C’est l’anniversaire de Philip Roth chez Yspaddaden, qui nous propose pour l’occasion de réunir nos billets sur son blog. Nous célébrerons de la même façon d’autres écrivains tout au long de l’année. Vous pouvez consulter la liste ici.
J'ai trop envie de le lire !Ton billet est une fois de plus, incroyablement fouillé et tentateur !
Merci. J'ai bien peur que mon rythme de publication ne subisse une petite baisse de régime dans les semaines à venir, car je rebosse depuis la fin de semaine dernière.
Par sa brièveté et sa structure tragique, ce roman-là ressemble on dirait à "Indignation", le roman que j'ai choisi pour ce 80ème anniversaire. Il m'intéresse beaucoup et je le lirai certainement aussi.
Ceci dit, je suis ravie que tu découvres Roth grâce à cette opération anniversaire, ça me fait bien plaisir d'ailleurs que tu sois de toutes mes aventures : merci !
Oui, c'est vrai, je m'étais fait la même réflexion (à propos des similitudes entre Nemesis et Indignation). Ravie de t'avoir suivie pour ce premier anniversaire ! Je risque de ne pas être très assidue pour les prochains, mais si j'ai le temps, j'en profiterai peut-être pour découvrir de nouveaux auteurs.
Ce n'était pas mon premier Roth, j'avais de bons souvenirs des ses plus anciens, plus copieux… Je m'y relancerais bien, tiens!
J'ai très envie de poursuivre l'expérience !
American Pastoral est aussi au programme pour moi dans pas trop longtemps normalement! Nous verrons bien…
Sachant que "pas trop longtemps" peut très bien vouloir dire "plusieurs mois" en ce qui me concerne ! Entre ma PAL et ma wish-list, je ne sais plus où donner de la tête.
Moi aussi j'aime beaucoup ton billet. Comme toi, je n'ai jamais lu Roth (ce n'est pourtant pas faute d'aimer la littérature américaine), donc si ça a été une bonne introduction pour toi, ça devrait être bon pour les autres ignorants.

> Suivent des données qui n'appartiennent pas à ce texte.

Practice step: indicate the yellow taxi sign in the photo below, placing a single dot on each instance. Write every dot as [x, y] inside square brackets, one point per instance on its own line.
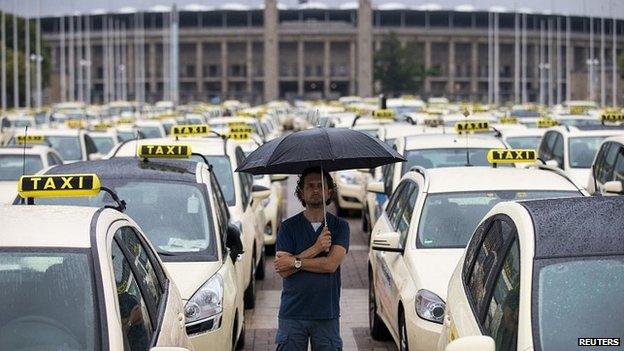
[164, 151]
[612, 117]
[508, 120]
[190, 130]
[102, 126]
[239, 131]
[472, 126]
[75, 123]
[512, 156]
[29, 139]
[58, 185]
[546, 123]
[384, 114]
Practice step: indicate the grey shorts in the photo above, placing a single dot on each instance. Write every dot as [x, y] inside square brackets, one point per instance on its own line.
[323, 335]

Merci beaucoup ! Je suis effectivement contente d'avoir choisi ce titre pour ma première expérience rothienne.
J'ai adoré les deux romans que j'ai lus de lui jusqu'ici. Celui-ci a l'air d'être un très bon cru également !
Bonsoir Miss Leo, lu et approuvé même si je ne suis pas aussi enthousiaste que toi. Dans les romans très récents, j'ai préféré Indignation: magistral! Bonne soirée.